好像他们逃出来的不是金银,而是纸钱。
柴阿蛮这才留在邯州,又恰好听闻了邯州数日来妖物害人频繁,他就想着用自己捉妖的本领,好添一笔收入,也是为百姓除害。
"你呢?"柴阿蛮问。
宋鹤眠:"差不多也是如此。"
柴阿蛮诧异:"你的钱不够了?"
"谁会嫌弃金银多。
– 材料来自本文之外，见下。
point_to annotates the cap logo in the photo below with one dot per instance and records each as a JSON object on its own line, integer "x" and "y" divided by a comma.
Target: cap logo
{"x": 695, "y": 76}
"
宋鹤眠此话确实不假,然而柴阿蛮却觉得以宋鹤眠的家世,也不至于为了这点儿钱财拼命。
直到宋鹤眠比划出刺史给准备的金银珠宝的数量,柴阿蛮才明白了缘由。
柴阿蛮:"……"同样都是捉妖师,怎么获得差距这么大?!
"我们方才在房中看了一圈,也没有发现机关阵法,你是如何出现的?"
"我也是刚刚才明白大概缘由。"
宋鹤眠示意柴阿蛮再演示一遍。
柴阿蛮退后几步,顺着房间的正中央为轴,由内而外,又由外而内的走了一会儿。
再然后,柴阿蛮就这样堂而皇之地消失在宋鹤眠和商槐序眼前了。
商槐序看一眼宋鹤眠,握着长戟走过去,按照柴阿蛮方才的动作,再次走了一遍果不其然,商槐序也消失了。
空无一物的地面上,没有两个人的任何痕迹,就那样凭空消失了。
不一会儿,商槐序和柴阿蛮的身形同时再次出现。
"这是阵法?"
宋鹤眠摇头:"不,是妖术。"
"是可以致幻的,九尾狐。"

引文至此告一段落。